(Reuters) – Cisco Systems Inc gave a weak outlook for the third quarter, with revenue and profit on Wednesday and said it continued to expect that there will be a break down in customer spending due to the current macro-economic environment, sending its shares down 4%.
A FILE PHOTO of A visitor is using a mobile phone on the front panel of the Cisco booth at the Mobile World Congress in Barcelona, Spain, February 26, 2019. REUTERS/Rafael Marchante
The company forecast adjusted earnings of 79 cents to 81 cents per share, the midpoint of which was in-line with the analysts estimate.
The revenue for the current quarter is expected to fall from 1.5% to 3.5%, which translates to a total of $12.51 billion to $12.77 billion, according to Reuters’ calculations. Analysts are expecting revenue of $12.62 billion.
“We are seeing more decision cycles for our customer segments, for a variety of reasons including but not limited to macro uncertainty, as well as its unique geographic issues, the” Chief Executive Officer Chuck Anderson said at the post-transcription.
“(The customers) are just a little bit of caution, and try to see what’s going on.”
The Cisco unified communications infrastructure unit, which is composed of the traditional business of supplying switches, and routers on an 8% decline in revenue, to $6.53 billion.
The company has struggled as customers increasingly prefer the use of cloud-based services, which are provided by companies such as Amazon.com Inc., Microsoft Corp. and instead of upgrading their networks and servers.
Cisco reported revenue declines in all regions, including a 5% decline in south America’s largest market, accounting for about 58% of total revenue.

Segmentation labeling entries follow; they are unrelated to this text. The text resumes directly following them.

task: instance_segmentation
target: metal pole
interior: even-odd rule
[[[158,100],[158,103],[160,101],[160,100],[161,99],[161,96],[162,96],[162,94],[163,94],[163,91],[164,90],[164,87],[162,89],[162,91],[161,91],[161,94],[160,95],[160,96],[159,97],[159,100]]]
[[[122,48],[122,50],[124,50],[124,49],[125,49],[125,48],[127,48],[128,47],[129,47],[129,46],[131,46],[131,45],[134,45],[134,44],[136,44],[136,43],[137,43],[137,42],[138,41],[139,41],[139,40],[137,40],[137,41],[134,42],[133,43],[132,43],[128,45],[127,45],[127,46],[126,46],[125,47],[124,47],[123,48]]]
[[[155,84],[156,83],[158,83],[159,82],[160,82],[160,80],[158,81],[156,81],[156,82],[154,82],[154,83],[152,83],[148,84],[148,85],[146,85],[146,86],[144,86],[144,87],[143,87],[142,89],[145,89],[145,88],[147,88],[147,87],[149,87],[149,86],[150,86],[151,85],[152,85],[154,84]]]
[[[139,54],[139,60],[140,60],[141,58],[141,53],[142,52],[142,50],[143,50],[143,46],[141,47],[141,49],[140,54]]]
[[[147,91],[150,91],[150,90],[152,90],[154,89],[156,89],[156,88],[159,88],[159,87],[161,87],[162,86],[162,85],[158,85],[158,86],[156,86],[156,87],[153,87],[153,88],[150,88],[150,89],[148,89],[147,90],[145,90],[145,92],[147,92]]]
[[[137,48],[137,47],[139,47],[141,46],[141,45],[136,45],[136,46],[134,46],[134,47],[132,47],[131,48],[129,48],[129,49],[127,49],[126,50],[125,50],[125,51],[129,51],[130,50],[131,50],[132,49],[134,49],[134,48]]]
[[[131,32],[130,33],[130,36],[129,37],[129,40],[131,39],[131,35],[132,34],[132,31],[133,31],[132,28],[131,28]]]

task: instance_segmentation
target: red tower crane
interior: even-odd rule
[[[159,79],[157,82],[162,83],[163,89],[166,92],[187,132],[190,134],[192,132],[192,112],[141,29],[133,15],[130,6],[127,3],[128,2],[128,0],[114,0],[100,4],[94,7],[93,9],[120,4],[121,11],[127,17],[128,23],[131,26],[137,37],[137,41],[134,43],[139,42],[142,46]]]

The broad weakness in orders is likely to be a multi-quarter problem, a Needham analyst Alex Henderson said.
The sales of the application-software unit sales decreased 8% to $1.35 billion, while the fast-growing security business firewall to provide protection, and a breach-detection systems has increased by 9% to $748 million.
Sales were down 3.5% to $12 billion in the second quarter, which ended Jan. 25, but still the analysts ‘ estimate of $11.98 billion.
Excluding items, Cisco earned 77 cents a share, edging past estimates by 1 cent.